Moreover, self-reported exit interview data are likely to comprise largely negative external attributions.  (For the sake of covering the appropriate range of their variables, did they even check data--other than rates--for those who stayed?)  Finally, it seems irresponsible for them to tout their findings as pertinent for women and racial minorities when they seem to have found that PEOPLE--independent of race or sex--tend to leave homogeneity (in a single law firm... possibly because they wouldn't want to work somewhere that groups people by sex and race).

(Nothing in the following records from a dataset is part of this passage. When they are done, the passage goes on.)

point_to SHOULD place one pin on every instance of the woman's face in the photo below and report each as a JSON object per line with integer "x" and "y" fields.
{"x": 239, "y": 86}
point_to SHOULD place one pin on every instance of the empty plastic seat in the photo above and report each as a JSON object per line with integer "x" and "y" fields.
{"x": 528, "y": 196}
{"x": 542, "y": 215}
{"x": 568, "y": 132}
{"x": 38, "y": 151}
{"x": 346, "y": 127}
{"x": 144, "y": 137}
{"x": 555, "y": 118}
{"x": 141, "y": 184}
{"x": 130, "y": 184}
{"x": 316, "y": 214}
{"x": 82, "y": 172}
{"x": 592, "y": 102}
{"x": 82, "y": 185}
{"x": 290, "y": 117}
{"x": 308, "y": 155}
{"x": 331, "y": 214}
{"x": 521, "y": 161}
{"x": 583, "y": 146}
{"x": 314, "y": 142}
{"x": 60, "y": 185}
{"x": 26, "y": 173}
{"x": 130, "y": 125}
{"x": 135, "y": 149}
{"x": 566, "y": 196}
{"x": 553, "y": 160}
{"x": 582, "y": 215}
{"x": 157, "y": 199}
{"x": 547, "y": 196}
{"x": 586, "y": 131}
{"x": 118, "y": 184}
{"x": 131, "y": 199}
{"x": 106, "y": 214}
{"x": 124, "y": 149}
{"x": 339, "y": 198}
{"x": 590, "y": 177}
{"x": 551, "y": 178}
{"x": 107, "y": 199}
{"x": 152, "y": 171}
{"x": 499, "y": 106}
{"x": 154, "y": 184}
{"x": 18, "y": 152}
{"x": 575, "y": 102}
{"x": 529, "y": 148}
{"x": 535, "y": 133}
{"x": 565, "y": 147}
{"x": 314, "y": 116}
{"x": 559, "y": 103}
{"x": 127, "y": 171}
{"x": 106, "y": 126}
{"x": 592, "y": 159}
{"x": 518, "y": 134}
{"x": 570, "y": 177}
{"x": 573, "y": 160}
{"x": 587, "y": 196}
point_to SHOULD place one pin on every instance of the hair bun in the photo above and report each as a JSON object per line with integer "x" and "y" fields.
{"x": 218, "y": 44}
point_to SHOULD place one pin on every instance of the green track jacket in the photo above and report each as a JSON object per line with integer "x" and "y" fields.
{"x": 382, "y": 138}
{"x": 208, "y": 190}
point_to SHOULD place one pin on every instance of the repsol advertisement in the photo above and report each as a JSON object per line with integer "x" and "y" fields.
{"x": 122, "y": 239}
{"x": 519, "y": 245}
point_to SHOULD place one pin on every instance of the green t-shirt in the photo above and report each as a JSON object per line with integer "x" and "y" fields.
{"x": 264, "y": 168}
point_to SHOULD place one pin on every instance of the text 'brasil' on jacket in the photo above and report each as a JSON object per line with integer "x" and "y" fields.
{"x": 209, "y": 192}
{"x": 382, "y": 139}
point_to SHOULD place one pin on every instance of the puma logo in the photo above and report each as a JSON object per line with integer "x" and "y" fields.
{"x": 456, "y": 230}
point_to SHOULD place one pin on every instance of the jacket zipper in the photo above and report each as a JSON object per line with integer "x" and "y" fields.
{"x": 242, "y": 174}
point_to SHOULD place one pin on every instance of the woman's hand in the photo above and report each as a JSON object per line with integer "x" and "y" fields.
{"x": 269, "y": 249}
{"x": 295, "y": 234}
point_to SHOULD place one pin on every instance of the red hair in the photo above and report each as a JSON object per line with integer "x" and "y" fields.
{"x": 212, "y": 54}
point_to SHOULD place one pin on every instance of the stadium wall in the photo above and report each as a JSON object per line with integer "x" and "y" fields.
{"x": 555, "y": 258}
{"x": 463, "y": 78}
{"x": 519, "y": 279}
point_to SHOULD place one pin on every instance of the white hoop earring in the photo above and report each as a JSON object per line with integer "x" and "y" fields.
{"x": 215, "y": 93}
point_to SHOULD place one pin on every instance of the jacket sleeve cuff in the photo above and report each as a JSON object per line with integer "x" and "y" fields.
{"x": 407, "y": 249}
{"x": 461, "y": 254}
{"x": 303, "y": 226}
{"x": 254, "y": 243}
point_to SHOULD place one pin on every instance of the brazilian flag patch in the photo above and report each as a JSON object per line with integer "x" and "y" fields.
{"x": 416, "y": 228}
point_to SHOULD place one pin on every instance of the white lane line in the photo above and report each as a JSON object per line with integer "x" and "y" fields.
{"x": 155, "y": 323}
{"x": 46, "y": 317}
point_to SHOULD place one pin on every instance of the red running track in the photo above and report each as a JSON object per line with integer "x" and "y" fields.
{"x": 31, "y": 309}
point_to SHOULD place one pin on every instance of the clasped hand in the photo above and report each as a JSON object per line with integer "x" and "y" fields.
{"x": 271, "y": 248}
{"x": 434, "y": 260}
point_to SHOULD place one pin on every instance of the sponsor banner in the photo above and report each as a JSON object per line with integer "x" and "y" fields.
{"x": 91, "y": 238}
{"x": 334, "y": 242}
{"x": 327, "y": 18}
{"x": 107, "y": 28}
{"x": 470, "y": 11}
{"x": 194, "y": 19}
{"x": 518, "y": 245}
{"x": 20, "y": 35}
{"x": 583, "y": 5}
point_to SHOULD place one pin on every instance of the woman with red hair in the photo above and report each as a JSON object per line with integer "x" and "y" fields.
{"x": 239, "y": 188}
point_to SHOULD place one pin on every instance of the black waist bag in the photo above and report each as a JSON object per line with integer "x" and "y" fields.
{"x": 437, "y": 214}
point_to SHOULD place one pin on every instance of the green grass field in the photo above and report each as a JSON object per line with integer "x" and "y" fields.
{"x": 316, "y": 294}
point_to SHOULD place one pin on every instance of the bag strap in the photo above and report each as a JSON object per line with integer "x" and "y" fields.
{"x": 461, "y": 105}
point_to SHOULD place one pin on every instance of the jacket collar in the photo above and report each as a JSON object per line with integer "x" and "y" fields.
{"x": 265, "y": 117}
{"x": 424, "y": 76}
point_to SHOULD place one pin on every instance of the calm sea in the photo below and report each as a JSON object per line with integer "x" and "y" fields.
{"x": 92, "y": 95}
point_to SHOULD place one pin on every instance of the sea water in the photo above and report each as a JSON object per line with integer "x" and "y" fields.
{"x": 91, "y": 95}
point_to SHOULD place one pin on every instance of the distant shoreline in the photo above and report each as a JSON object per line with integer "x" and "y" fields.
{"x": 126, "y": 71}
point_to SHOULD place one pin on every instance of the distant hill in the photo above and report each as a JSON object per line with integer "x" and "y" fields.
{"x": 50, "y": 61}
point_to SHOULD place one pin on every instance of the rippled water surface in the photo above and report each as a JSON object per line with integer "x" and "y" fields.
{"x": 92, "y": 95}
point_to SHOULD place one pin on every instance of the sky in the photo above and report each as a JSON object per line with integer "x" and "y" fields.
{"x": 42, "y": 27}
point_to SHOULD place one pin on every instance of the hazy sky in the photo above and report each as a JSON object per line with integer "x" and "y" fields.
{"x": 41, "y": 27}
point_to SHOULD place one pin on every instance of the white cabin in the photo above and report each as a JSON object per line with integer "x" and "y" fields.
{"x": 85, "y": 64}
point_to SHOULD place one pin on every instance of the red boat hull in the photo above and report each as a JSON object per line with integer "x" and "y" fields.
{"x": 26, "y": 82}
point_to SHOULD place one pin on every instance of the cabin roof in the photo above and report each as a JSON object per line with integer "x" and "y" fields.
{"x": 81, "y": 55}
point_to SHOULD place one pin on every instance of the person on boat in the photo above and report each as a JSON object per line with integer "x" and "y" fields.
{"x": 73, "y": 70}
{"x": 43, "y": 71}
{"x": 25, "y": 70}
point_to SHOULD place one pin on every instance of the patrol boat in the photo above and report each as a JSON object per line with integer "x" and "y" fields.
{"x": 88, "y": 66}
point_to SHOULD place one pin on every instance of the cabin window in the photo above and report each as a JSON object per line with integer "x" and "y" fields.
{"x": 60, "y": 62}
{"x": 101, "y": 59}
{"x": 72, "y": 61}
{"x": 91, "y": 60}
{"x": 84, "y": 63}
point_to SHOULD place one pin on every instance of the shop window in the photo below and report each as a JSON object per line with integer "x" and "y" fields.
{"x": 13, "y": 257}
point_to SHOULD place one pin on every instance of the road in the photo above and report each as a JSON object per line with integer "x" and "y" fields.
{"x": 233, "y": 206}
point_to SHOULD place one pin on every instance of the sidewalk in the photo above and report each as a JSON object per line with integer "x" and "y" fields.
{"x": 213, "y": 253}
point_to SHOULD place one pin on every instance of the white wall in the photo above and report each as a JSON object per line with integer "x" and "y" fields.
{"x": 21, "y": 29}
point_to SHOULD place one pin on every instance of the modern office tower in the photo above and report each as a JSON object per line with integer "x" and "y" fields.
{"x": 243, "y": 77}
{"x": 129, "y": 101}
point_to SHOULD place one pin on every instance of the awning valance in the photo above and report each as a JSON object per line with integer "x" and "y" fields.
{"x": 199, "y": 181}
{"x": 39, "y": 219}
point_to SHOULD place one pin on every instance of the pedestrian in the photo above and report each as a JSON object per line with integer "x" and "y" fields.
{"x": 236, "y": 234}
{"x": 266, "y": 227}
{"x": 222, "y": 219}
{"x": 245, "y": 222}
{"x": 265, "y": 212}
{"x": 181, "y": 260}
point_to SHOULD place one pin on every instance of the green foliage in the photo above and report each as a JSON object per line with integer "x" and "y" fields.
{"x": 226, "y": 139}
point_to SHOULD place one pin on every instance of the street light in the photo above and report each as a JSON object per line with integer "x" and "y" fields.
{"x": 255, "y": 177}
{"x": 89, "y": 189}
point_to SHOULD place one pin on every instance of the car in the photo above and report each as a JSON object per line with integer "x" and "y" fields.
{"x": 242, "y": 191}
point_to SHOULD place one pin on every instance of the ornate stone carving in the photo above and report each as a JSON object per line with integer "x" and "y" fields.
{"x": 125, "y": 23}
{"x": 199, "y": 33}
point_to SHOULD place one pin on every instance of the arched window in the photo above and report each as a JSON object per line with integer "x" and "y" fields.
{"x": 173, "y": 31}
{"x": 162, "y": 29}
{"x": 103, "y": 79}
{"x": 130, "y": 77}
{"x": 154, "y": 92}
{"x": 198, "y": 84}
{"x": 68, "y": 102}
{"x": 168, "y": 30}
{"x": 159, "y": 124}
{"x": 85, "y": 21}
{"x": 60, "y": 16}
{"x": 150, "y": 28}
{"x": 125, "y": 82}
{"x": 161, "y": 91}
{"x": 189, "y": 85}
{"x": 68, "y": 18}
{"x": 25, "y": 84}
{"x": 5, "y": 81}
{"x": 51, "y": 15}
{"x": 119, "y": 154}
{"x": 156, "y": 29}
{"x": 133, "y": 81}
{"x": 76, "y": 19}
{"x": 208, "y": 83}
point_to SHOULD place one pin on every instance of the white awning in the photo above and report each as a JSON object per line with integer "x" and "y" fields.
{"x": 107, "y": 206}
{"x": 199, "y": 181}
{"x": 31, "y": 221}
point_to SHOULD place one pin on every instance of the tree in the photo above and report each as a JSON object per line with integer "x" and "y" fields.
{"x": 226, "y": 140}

Then again, when was the last time a business school put out good research?  They're still struggling to get past case studies:  N of 1 (e.g., here:  1 organization).  After that, they can worry about designing studies for falsifiability vs. confirmation, trying not to dichotomize every variable they see, not inferring causality from correlation, etc.  (They're at least as bad as most medical researchers.)  I won't hold my breath.

ThatsWhatImTalkinBout
ThatsWhatImTalkinBout

"How do we change it?"

Ummm....we don't.  Because the workplace in a corporation exists to add value to the firm's objectives, i.e. profit.  The workplace does not exist for experimental social engineering projects.

Someday academics will learn that artificially contrived behaviors achieved through policy making may positively affect one demographic group temporarily but will always do so at the detriment of another group.   The net gain for society at large is null.  

ncooty
ncooty

I don't think that making people aware of their assumptions or inadvertent tendencies is necessarily a net negative.